TH: I was born in Portland. I even worked at Huber’s, the restaurant at the very end of My Own Private Idaho with the dark wooden walls. And their claim to fame still, you know, 30 years later, is that they filmed that scene there. 

UK: Oh, yes! And also, in the little street, the restaurant on the corner. 

TH: Jake’s!

UK: Was it Jake’s? Yes, I went there with River. And, I mean, River was amazing in the film. 

TH: I noticed in Swan Song, when you’re at the restaurant on the patio, you pick out an Oregon wine. I like to think that that’s a little homage to your time spent here in Oregon. Either way, I know that you like pinot grigio no matter where it’s from.

UK: No, it’s not true, ‘no matter where it’s from.’ It has to be a good one. 

TH: This was my first time acting in a movie, and I was kind of scared because I had grown up watching you in Pinocchio, then Suspiria and Dogville and all these great movies. I got really worried on the days leading up, but you didn’t intimidate me at all. You rehearsed with me, you spoke your lines when they did my close up, you didn’t go off to a trailer or anything, you were there with me the whole time.

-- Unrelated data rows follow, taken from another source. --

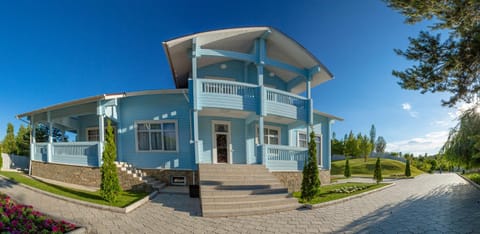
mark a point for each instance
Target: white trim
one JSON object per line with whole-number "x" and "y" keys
{"x": 214, "y": 141}
{"x": 319, "y": 159}
{"x": 279, "y": 129}
{"x": 156, "y": 121}
{"x": 96, "y": 128}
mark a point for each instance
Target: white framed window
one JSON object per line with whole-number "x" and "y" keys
{"x": 156, "y": 136}
{"x": 272, "y": 135}
{"x": 302, "y": 140}
{"x": 92, "y": 133}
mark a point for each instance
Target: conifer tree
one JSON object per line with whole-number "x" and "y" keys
{"x": 8, "y": 145}
{"x": 377, "y": 173}
{"x": 310, "y": 181}
{"x": 110, "y": 186}
{"x": 408, "y": 173}
{"x": 347, "y": 172}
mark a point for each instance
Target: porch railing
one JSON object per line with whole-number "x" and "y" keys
{"x": 75, "y": 153}
{"x": 227, "y": 94}
{"x": 285, "y": 104}
{"x": 280, "y": 157}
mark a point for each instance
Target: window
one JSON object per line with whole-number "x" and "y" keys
{"x": 156, "y": 136}
{"x": 302, "y": 140}
{"x": 271, "y": 135}
{"x": 92, "y": 134}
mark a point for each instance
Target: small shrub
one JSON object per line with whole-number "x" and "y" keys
{"x": 347, "y": 172}
{"x": 377, "y": 173}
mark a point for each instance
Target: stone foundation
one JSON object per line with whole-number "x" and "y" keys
{"x": 165, "y": 174}
{"x": 82, "y": 175}
{"x": 293, "y": 179}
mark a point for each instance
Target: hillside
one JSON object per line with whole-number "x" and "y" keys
{"x": 390, "y": 168}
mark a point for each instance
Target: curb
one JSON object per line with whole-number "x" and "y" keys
{"x": 329, "y": 203}
{"x": 469, "y": 181}
{"x": 123, "y": 210}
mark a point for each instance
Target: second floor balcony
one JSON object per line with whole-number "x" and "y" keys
{"x": 248, "y": 97}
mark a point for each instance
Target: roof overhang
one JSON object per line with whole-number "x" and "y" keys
{"x": 99, "y": 98}
{"x": 279, "y": 47}
{"x": 329, "y": 116}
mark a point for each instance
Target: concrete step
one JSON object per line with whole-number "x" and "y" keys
{"x": 249, "y": 211}
{"x": 241, "y": 187}
{"x": 248, "y": 204}
{"x": 240, "y": 197}
{"x": 214, "y": 192}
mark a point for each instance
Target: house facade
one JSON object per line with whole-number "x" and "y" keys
{"x": 242, "y": 96}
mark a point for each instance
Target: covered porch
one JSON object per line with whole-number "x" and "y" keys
{"x": 71, "y": 133}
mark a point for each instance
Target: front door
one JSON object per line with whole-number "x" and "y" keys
{"x": 221, "y": 142}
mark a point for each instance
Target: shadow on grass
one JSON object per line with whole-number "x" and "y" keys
{"x": 447, "y": 208}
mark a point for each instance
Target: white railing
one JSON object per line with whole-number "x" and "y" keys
{"x": 278, "y": 96}
{"x": 40, "y": 152}
{"x": 227, "y": 88}
{"x": 79, "y": 153}
{"x": 285, "y": 153}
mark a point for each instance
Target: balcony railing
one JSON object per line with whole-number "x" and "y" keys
{"x": 284, "y": 158}
{"x": 227, "y": 94}
{"x": 285, "y": 104}
{"x": 75, "y": 153}
{"x": 244, "y": 96}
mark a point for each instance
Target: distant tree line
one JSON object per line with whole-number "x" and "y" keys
{"x": 359, "y": 145}
{"x": 19, "y": 144}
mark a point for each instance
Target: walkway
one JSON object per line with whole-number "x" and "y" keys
{"x": 429, "y": 203}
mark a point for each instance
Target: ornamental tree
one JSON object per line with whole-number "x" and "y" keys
{"x": 110, "y": 186}
{"x": 377, "y": 173}
{"x": 347, "y": 172}
{"x": 310, "y": 180}
{"x": 449, "y": 64}
{"x": 408, "y": 173}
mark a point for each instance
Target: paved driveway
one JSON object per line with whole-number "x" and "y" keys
{"x": 427, "y": 204}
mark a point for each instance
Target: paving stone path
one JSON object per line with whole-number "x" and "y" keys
{"x": 440, "y": 203}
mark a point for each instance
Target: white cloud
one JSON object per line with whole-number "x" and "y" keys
{"x": 407, "y": 107}
{"x": 431, "y": 143}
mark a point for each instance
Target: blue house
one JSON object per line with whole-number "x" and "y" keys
{"x": 243, "y": 96}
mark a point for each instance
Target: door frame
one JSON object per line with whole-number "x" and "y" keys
{"x": 214, "y": 141}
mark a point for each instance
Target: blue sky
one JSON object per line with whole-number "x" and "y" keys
{"x": 56, "y": 51}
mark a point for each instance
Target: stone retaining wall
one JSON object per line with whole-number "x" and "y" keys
{"x": 293, "y": 179}
{"x": 164, "y": 175}
{"x": 82, "y": 175}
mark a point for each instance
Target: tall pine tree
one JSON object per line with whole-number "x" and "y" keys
{"x": 110, "y": 186}
{"x": 310, "y": 181}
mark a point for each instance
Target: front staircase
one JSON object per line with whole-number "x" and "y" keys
{"x": 235, "y": 190}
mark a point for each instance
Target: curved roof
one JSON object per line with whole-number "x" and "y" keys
{"x": 279, "y": 47}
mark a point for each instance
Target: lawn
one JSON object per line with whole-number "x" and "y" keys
{"x": 126, "y": 197}
{"x": 328, "y": 193}
{"x": 390, "y": 168}
{"x": 475, "y": 177}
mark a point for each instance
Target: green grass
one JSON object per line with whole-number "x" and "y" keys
{"x": 390, "y": 168}
{"x": 126, "y": 197}
{"x": 327, "y": 192}
{"x": 475, "y": 177}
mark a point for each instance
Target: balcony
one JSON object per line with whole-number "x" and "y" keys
{"x": 75, "y": 153}
{"x": 245, "y": 97}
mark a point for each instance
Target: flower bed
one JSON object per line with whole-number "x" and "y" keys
{"x": 18, "y": 218}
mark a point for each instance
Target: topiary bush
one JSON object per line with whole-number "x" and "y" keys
{"x": 347, "y": 173}
{"x": 110, "y": 186}
{"x": 377, "y": 173}
{"x": 310, "y": 181}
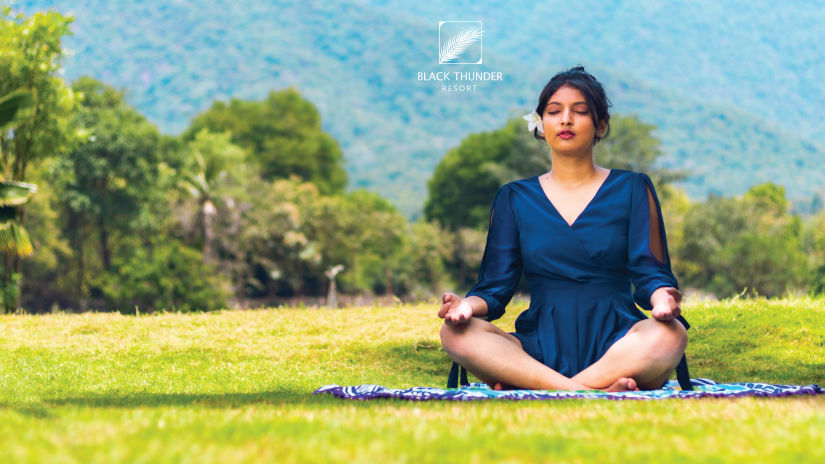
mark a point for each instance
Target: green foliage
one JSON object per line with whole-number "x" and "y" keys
{"x": 719, "y": 120}
{"x": 282, "y": 135}
{"x": 212, "y": 173}
{"x": 30, "y": 57}
{"x": 163, "y": 276}
{"x": 12, "y": 104}
{"x": 751, "y": 242}
{"x": 464, "y": 182}
{"x": 107, "y": 179}
{"x": 631, "y": 145}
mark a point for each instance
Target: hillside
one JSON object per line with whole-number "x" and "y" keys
{"x": 731, "y": 87}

UK: When Todd first sent me the script, I asked him: Who plays this character? This character? And he gave me an explanation about the friends and actors he [wanted] for the movie. I wanted everybody [to be] good. If the parts around me are strong, it makes Swan Song strong. So that’s why we rehearsed, especially in the scene with you. It’s a great script, and every part is played well, you know? Everybody was really in the movie. In the story. That’s what I liked the most about the film. And I can’t wait to see it on a big screen, because I’ve only seen it on the computer. I’m very happy for all of us, it’s won audience awards twice—

TH: And you won Best Actor!

UK: And I got Best Actor in Monte Carlo. In Monte Carlo! Where all the rich people live who don’t want to pay tax! 

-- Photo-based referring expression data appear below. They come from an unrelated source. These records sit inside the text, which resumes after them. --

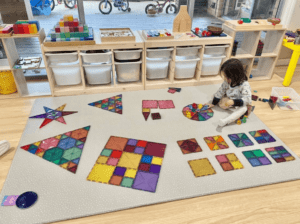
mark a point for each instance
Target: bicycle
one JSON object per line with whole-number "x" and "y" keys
{"x": 105, "y": 6}
{"x": 171, "y": 8}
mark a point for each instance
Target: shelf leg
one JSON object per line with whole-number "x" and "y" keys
{"x": 291, "y": 69}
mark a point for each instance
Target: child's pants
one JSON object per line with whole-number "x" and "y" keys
{"x": 236, "y": 114}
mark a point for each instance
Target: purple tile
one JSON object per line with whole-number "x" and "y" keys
{"x": 145, "y": 181}
{"x": 154, "y": 169}
{"x": 286, "y": 154}
{"x": 139, "y": 150}
{"x": 132, "y": 142}
{"x": 264, "y": 160}
{"x": 120, "y": 171}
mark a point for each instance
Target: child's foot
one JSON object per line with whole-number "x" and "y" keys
{"x": 222, "y": 123}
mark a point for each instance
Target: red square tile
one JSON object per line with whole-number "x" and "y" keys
{"x": 155, "y": 149}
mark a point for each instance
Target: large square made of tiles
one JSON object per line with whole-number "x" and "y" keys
{"x": 129, "y": 163}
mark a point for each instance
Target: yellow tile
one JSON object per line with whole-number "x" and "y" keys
{"x": 231, "y": 157}
{"x": 156, "y": 160}
{"x": 237, "y": 165}
{"x": 102, "y": 159}
{"x": 101, "y": 173}
{"x": 201, "y": 167}
{"x": 130, "y": 160}
{"x": 130, "y": 173}
{"x": 289, "y": 158}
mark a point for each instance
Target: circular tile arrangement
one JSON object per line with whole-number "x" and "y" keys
{"x": 197, "y": 112}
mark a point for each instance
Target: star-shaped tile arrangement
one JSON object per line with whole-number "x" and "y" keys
{"x": 52, "y": 115}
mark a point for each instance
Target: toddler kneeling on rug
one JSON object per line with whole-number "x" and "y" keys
{"x": 235, "y": 91}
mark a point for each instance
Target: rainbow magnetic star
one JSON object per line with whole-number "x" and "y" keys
{"x": 52, "y": 115}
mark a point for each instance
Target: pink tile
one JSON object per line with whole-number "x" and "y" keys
{"x": 150, "y": 104}
{"x": 166, "y": 104}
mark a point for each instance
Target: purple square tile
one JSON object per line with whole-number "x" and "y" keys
{"x": 145, "y": 181}
{"x": 139, "y": 150}
{"x": 132, "y": 142}
{"x": 264, "y": 160}
{"x": 154, "y": 169}
{"x": 120, "y": 171}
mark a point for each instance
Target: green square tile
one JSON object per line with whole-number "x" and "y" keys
{"x": 258, "y": 153}
{"x": 127, "y": 182}
{"x": 249, "y": 154}
{"x": 106, "y": 152}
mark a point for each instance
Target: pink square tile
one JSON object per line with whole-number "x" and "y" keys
{"x": 166, "y": 104}
{"x": 150, "y": 104}
{"x": 112, "y": 161}
{"x": 222, "y": 159}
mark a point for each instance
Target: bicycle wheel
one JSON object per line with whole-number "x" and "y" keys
{"x": 125, "y": 5}
{"x": 70, "y": 3}
{"x": 171, "y": 9}
{"x": 105, "y": 8}
{"x": 150, "y": 7}
{"x": 52, "y": 5}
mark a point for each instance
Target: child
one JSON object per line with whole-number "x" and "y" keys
{"x": 234, "y": 92}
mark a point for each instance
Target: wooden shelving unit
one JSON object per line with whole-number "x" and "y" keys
{"x": 248, "y": 35}
{"x": 185, "y": 40}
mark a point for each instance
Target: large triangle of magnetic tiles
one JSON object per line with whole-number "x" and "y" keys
{"x": 112, "y": 104}
{"x": 63, "y": 150}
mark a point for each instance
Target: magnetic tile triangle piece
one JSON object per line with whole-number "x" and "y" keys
{"x": 146, "y": 115}
{"x": 46, "y": 121}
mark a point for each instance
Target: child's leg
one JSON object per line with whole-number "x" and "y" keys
{"x": 234, "y": 116}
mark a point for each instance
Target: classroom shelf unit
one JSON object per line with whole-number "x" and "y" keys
{"x": 248, "y": 35}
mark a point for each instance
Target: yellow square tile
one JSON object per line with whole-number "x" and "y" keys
{"x": 130, "y": 160}
{"x": 201, "y": 167}
{"x": 102, "y": 159}
{"x": 237, "y": 165}
{"x": 231, "y": 157}
{"x": 156, "y": 160}
{"x": 130, "y": 173}
{"x": 101, "y": 173}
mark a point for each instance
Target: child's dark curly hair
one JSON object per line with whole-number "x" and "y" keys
{"x": 234, "y": 70}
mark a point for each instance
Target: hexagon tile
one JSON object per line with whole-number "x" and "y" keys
{"x": 64, "y": 150}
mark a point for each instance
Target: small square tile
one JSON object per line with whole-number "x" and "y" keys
{"x": 201, "y": 167}
{"x": 119, "y": 171}
{"x": 189, "y": 146}
{"x": 127, "y": 182}
{"x": 116, "y": 180}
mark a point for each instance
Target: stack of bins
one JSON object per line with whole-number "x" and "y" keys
{"x": 186, "y": 62}
{"x": 212, "y": 59}
{"x": 128, "y": 65}
{"x": 65, "y": 67}
{"x": 158, "y": 61}
{"x": 97, "y": 66}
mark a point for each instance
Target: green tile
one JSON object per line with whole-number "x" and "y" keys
{"x": 258, "y": 153}
{"x": 106, "y": 152}
{"x": 248, "y": 154}
{"x": 127, "y": 182}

TH: You said you were with Lars Von Trier last week, and I know that you say, ‘Don’t act,’ which he tells actors a lot. Can you talk about how you ‘didn’t act’ Pat?

UK: His favorite line is, doesn’t matter who they are, you know, Nicole [Kidman], Ben Gazzara, ‘Don’t act.’ Actors move their shoulder five inches to the left and Lars will say, ‘What is this business with the shoulder?’ And so I lived the situation. When I started shooting in the retirement home, I slept in my bed. I didn’t want to perform that, I wanted to be there for a day. To have that feeling. When Todd wanted me to roll in the wheelchair in the middle of the street, holding up traffic, I didn’t have to act. Just be proud in the green suit, smoking a cigarette, and rolling, rolling, rolling to town. 

Image: Thom Hilton

TH: I remember when I got to Ohio, the driver said to me, ‘Udo will do anything. He’ll lay down on the highway, he’ll get down and put his hands in the dirt,’ and I see now from how risky you were, how physical, that you connected yourself to Sandusky. Like you became part of the earth, and Pat became real there…. Well, I have one more question and it’s not about this movie.

UK: Okay. 

TH: On Monday, your frequent collaborator Rob Zombie announced that he is going to make a movie of The Munsters. Have you heard of this show, The Munsters?

UK: No, why? Does he want me in it?

TH: It was a very popular show about Frankenstein and Dracula and stuff and they were a family, and there was a grandpa in it who’s a very handsome vampire and very funny. And so I just want to start your campaign now, that he should put you in this.

UK: I like it. I like Rob Zombie. What I like about him is that there’s room for improvisation. Other directors, my god, won’t let you say one line another way. So tell him hello. 

TH: I’m so excited to see this film with an audience, to hear them laugh and take in all the energy that you are giving them, for you to get more reviews and awards, you really deserve it. 

UK: Let me know how it goes down when you show the movie. For me, it’s important to see how people react.

TH: I will. I showed it to my grandparents and they’re both your age, and they love you. They wanted to pass on that it really moved them, because there are not a lot of movies with someone who is 70 in the main part getting to do everything. And my grandmother says that you are very sexy in the movie, too.

UK: Tell her thank you! Thank you! That’s good.